Долгое время в Новой Англии не было жизненного отклика на аккорд, затронутый Ирвингом. Тем не менее, Бостон был тогда, несомненно, главным центром американской словесности. Денни основал свое «Portfolio» в Филадельфии в 1801 году, но в 1805 году «Monthly Anthology», которая впоследствии была воспроизведена в «Североамериканском обозрении», появилась в Бостоне и была органом или иллюстрацией самой важной литературной и интеллектуальной жизни страны в то время. Начало века ознаменовалось восстанием против верховенства старой пуританской церкви Новой Англии — восстанием в ее собственных пределах. Этот клерикальный протест против суровых догм кальвинизма в его древнем оплоте совпал с низвержением федерализма в национальном правительстве и политическим триумфом Джефферсона и его партии.
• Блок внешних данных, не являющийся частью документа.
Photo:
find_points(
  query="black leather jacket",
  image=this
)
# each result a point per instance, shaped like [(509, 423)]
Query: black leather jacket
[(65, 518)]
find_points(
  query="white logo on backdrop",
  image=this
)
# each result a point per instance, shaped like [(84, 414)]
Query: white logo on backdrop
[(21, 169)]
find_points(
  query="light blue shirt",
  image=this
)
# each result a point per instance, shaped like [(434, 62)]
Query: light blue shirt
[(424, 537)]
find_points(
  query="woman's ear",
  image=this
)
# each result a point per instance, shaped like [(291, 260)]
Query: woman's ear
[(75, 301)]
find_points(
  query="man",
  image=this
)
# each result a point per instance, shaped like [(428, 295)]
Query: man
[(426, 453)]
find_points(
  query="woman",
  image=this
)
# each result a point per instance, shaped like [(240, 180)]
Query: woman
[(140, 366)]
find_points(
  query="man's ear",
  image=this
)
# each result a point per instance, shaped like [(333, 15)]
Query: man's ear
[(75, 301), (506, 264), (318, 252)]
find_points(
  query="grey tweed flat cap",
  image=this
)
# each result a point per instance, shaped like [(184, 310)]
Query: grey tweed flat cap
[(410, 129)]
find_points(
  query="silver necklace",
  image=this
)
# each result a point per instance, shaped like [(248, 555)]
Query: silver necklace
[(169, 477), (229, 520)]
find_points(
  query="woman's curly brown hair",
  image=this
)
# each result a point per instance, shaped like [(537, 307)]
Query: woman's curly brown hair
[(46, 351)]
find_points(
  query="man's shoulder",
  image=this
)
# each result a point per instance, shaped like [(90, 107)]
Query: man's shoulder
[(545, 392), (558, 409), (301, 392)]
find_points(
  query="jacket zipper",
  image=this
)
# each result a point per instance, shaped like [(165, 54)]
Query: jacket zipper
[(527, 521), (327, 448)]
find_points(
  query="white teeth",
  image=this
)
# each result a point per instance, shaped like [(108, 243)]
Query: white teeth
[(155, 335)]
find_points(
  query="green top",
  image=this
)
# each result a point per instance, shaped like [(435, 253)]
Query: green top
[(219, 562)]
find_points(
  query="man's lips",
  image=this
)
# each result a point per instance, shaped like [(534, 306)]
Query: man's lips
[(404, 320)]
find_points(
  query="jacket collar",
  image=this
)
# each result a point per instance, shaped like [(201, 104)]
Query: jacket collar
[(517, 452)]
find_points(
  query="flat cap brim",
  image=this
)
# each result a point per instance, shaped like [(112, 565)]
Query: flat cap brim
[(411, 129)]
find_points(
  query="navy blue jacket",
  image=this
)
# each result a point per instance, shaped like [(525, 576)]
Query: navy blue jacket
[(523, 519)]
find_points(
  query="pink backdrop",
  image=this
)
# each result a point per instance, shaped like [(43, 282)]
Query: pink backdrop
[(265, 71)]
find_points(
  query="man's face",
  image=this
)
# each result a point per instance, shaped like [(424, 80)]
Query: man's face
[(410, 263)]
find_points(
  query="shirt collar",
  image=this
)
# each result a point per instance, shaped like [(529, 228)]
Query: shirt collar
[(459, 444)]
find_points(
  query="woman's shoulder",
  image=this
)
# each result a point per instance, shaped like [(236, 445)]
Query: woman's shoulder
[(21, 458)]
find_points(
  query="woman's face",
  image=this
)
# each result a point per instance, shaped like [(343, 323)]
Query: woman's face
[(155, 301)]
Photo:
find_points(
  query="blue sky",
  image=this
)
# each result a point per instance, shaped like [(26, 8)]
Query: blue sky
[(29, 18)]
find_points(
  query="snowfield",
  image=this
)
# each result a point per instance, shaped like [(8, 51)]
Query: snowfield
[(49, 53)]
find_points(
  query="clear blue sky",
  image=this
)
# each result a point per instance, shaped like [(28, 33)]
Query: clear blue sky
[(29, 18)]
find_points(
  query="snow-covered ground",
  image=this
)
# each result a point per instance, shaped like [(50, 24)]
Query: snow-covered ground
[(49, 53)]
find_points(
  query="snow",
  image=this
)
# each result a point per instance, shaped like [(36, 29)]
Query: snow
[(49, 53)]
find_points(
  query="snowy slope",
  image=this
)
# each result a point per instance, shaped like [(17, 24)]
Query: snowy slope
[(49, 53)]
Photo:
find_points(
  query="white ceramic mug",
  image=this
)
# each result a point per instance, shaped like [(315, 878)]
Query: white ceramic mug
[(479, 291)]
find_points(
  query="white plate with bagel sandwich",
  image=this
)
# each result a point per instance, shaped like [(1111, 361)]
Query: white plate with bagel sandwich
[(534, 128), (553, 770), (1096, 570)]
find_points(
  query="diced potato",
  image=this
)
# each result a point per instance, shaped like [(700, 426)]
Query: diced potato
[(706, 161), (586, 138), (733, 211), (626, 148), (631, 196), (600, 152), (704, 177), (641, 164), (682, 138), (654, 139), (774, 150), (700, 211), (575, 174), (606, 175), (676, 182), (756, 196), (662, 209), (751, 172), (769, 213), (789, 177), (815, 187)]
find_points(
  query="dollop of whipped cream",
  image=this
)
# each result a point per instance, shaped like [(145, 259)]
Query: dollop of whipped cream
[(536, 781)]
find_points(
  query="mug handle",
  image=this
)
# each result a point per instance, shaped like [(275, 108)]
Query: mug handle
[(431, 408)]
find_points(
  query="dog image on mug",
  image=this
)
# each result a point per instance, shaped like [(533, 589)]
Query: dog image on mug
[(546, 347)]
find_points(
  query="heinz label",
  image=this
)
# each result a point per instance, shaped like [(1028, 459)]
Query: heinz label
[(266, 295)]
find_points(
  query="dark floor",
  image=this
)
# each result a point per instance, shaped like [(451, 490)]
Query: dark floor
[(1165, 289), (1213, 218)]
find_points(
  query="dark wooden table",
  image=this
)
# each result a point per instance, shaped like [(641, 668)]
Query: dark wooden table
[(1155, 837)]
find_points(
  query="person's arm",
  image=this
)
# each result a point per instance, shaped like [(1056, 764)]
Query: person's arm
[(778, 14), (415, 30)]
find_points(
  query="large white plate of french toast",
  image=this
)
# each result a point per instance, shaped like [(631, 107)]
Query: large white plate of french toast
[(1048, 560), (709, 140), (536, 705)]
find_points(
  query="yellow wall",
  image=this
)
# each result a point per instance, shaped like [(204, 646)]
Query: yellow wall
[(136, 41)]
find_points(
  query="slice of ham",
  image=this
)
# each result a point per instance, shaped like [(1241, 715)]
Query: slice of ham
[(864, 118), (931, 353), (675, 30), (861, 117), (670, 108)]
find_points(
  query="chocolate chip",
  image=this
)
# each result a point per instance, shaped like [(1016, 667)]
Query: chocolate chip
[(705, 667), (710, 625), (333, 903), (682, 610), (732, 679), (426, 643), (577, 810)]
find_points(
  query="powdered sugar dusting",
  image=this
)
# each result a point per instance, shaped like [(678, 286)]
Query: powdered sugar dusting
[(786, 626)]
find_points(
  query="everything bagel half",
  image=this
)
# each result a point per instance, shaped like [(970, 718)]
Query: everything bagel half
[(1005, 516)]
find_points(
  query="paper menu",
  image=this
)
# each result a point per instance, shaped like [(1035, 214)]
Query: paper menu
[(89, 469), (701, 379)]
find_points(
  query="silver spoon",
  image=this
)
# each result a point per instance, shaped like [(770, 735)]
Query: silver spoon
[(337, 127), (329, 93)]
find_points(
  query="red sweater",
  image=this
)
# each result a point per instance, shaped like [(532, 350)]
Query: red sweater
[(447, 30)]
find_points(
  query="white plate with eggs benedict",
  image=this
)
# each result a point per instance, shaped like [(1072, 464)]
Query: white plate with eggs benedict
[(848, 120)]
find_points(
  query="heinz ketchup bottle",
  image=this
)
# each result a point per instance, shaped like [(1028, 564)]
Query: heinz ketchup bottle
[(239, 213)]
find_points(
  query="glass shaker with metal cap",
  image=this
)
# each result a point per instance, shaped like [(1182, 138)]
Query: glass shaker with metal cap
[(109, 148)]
Одновременно с религиозными и политическими потрясениями ощущался новый интеллектуальный и литературный импульс, органом которого была «Anthology». Но религиозные и литературные движения не сочувствовали политической революции, хотя все они были признаками освобождения от господства старых традиций, умственного беспокойства народа, постепенно приходящего к национальному самосознанию.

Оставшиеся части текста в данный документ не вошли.